Daniel did not toe the line by not praying for 30 days, nor did he play it safe by closing his doors and windows and drawing the shades. He openly acknowledged his faith in God and the more people that knew, the better. The history of the church is full of such examples of men and women who have refused to compromise or conceal their faith, even under the threat of torture or death. We honor them as martyrs of the faith.

5. Are there times where a better strategy might be to close the windows, draw the curtains, and pray to God in secret? (John 3:2)

John 3:2 - There was a man named Nicodemus who was a Pharisee and a Jewish leader. 2 One night he went to Jesus and said, “Sir, we know that God has sent you to teach us. You could not work these miracles, unless God were with you.”

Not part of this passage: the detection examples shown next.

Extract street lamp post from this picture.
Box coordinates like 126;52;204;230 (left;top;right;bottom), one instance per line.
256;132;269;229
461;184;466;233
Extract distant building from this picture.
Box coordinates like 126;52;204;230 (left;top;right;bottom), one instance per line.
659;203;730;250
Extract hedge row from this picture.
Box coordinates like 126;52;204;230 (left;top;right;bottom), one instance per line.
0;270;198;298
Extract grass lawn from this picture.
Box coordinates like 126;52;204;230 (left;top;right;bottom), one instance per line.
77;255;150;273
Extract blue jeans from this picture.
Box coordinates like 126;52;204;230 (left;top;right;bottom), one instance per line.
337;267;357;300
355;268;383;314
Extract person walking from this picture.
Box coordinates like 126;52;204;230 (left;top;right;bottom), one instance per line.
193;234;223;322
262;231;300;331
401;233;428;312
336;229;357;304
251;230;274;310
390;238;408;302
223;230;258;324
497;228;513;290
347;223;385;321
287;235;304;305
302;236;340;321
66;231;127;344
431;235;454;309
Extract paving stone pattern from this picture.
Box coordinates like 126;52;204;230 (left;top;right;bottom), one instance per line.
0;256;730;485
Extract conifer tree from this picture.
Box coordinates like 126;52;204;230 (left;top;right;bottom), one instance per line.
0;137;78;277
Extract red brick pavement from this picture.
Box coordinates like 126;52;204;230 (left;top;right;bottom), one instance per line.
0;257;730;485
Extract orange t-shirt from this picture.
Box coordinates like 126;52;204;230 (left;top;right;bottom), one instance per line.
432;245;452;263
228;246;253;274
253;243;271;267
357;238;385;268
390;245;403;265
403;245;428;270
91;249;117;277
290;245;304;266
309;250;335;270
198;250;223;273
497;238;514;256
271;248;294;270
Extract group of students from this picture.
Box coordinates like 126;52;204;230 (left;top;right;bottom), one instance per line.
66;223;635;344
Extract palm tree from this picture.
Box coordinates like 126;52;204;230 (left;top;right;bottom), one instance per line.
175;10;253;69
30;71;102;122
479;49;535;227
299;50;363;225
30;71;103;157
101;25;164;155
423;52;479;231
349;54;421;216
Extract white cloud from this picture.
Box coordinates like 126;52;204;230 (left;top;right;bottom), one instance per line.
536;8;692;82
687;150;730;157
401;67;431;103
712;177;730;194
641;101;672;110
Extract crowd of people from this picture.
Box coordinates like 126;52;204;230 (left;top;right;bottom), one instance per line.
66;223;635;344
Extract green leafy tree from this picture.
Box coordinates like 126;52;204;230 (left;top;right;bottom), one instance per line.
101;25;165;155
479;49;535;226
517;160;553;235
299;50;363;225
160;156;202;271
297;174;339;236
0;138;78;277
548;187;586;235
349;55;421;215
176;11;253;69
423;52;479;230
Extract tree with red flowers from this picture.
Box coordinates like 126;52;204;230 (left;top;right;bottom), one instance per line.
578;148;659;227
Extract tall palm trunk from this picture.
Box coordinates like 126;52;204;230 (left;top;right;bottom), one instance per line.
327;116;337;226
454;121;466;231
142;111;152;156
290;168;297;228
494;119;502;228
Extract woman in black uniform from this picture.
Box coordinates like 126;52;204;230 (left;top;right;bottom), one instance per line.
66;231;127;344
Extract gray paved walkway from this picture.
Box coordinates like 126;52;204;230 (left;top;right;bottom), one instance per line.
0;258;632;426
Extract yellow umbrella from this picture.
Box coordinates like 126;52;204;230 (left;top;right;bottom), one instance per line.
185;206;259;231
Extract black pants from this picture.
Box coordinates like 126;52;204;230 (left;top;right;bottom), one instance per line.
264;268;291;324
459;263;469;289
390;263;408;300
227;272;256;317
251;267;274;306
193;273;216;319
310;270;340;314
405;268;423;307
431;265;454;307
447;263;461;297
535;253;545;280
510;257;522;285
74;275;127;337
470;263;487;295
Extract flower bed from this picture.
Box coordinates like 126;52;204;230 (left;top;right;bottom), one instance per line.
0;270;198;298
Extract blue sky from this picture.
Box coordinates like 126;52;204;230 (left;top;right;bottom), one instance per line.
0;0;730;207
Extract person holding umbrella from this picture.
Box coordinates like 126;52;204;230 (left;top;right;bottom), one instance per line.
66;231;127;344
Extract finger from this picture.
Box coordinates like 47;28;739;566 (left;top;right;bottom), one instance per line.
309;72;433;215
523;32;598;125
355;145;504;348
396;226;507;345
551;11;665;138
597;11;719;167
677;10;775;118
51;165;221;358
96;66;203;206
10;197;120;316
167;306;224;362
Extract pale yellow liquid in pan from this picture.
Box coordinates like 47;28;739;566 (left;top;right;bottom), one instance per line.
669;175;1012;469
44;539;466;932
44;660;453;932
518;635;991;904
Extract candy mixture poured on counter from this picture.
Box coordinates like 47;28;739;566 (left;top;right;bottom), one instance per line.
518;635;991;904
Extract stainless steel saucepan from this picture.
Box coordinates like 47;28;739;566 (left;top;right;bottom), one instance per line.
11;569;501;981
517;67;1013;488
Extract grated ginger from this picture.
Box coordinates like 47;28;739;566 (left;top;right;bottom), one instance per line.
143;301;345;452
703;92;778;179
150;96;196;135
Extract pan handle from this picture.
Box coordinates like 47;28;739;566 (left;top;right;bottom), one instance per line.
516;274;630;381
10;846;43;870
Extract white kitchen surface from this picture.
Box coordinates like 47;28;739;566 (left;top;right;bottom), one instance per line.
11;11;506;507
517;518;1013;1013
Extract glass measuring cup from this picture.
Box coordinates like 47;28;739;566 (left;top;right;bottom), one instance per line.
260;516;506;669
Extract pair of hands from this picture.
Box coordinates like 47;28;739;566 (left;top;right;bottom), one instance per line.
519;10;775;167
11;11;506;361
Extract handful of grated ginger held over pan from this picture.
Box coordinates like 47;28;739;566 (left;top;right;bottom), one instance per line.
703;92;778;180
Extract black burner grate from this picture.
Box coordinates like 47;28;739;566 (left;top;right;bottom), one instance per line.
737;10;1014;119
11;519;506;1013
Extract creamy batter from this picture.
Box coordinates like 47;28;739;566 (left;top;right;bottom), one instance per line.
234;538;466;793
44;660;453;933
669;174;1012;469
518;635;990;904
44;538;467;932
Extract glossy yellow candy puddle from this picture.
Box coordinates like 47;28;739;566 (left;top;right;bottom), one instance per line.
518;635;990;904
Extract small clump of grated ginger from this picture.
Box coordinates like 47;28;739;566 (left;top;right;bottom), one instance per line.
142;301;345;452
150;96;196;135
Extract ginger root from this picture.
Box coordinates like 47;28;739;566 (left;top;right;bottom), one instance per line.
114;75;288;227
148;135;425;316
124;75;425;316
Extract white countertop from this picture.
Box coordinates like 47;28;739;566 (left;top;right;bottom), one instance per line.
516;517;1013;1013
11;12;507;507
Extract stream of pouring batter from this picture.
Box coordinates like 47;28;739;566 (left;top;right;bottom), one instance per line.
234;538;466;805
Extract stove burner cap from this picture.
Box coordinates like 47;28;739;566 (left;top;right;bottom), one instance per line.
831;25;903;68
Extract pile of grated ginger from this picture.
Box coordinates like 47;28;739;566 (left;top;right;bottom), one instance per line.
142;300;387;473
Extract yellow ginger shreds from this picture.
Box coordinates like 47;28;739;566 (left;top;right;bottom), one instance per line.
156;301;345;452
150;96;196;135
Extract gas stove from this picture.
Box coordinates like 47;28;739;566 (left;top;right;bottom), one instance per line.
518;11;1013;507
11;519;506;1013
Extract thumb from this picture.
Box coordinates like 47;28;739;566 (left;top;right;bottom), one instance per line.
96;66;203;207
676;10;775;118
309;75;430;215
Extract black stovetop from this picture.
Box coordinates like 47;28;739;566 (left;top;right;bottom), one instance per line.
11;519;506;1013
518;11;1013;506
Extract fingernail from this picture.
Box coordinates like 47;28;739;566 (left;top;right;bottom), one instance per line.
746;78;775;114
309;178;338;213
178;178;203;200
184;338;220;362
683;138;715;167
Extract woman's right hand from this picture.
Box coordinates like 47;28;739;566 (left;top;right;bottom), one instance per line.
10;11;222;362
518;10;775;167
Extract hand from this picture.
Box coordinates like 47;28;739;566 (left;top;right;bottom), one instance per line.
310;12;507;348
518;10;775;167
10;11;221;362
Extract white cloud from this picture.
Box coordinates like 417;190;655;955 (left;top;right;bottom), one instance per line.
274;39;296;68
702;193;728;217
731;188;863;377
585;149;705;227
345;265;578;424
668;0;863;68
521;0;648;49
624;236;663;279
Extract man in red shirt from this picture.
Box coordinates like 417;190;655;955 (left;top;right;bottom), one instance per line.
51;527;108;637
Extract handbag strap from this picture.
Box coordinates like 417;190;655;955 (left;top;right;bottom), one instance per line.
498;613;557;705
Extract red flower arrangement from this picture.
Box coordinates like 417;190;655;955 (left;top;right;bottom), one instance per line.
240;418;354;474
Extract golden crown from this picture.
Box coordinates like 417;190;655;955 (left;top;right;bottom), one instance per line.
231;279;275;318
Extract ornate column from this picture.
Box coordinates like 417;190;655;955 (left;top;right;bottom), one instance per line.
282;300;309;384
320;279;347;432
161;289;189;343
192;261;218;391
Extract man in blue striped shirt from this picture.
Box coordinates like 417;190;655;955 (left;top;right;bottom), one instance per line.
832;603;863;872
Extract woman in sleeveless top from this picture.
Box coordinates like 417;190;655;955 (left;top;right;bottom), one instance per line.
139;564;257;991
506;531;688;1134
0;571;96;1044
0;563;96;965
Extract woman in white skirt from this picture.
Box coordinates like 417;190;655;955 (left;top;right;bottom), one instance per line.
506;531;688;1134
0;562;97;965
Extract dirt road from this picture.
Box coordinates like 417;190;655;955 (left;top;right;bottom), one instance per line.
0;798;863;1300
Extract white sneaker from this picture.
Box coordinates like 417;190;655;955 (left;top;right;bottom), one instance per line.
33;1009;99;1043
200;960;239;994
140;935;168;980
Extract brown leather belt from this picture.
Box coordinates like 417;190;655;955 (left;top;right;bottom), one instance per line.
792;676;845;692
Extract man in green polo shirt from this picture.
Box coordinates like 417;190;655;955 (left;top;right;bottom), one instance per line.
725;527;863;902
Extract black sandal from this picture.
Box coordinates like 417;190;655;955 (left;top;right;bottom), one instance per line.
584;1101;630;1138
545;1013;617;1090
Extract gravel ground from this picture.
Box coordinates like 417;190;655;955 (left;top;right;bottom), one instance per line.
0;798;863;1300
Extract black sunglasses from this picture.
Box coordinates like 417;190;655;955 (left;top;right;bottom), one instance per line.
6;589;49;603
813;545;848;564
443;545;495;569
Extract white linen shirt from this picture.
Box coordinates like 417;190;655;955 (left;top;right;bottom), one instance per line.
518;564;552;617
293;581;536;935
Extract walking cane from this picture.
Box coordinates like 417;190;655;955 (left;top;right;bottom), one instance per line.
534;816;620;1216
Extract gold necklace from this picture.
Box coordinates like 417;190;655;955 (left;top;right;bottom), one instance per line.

We like to think that proclaiming support for God publically and openly is always the best thing to do, but in fact Nicodemus came to Jesus at night. In Russia under communist rule and in China following the Cultural Revolution the church survived and grew by means of worship and prayer behind closed doors. At the time and in retrospect, this seems to have been the best thing to do and certainly reflects the faith, courage and deep devotion of Christian believers.

In the case of Daniel, hiding would have been futile because the conspirators would have caught him at something else during the month. Also, hiding would have demonstrated that he was afraid of the other government officials, which he was certainly not.

6. By continuing to pray openly three times a day, both believers and unbelievers witnessed Daniel’s consistency. From observing you, what can unbelievers determine about your life?

7. If someone who knew my innermost thoughts were to rate my ethics, I would score:
At work   0     1     2     3     4     5     6     7     8     9     10  
At home   0     1     2     3     4     5     6     7     8     9     10  
With outsiders   0     1     2     3     4     5     6     7     8     9     10  

8. When the king discovered the implications of his decree, he felt: (anger toward his advisors, stupid, despair, frustration, trapped, repentant)? In his position what would you have done?

The king probably experienced many mixed feelings. He could, of course, pardoned Daniel (as governors and presidents do today) but apparently felt it was more important to keep the respect of his other advisors. Verse 16 suggests that he may have had some limited faith in the Lord God but he obviously felt that pleasing his own advisors was more important.

9. What saved Daniel (his faith, his innocence, God’s faithfulness, sleeping lions, the king’s prayers)? Think about this before answering.

10. Because of the Persian custom of vindication (an eye for an eye), Daniel’s accusers received the same punishment that they demanded that Daniel receive. Is this supported anyplace in the Bible? (Deut 19:21, Isaiah 3:11, Jeremiah 21:14) What do you think about punishing (innocent?) family members of the accusers?

Remember, we’re in the Old Testament here and much harsher punishments prevail than after Jesus died on the cross to take away our sins. An eye for and eye was still generally the basis of the Jewish law as set down in Leviticus, Numbers, and Deuteronomy.

11. In your own life, have you ever experienced God in the midst of a “lion’s den” (of skeptics, critics, persecutors, etc.)? Has you lifeline ever been only God and God alone?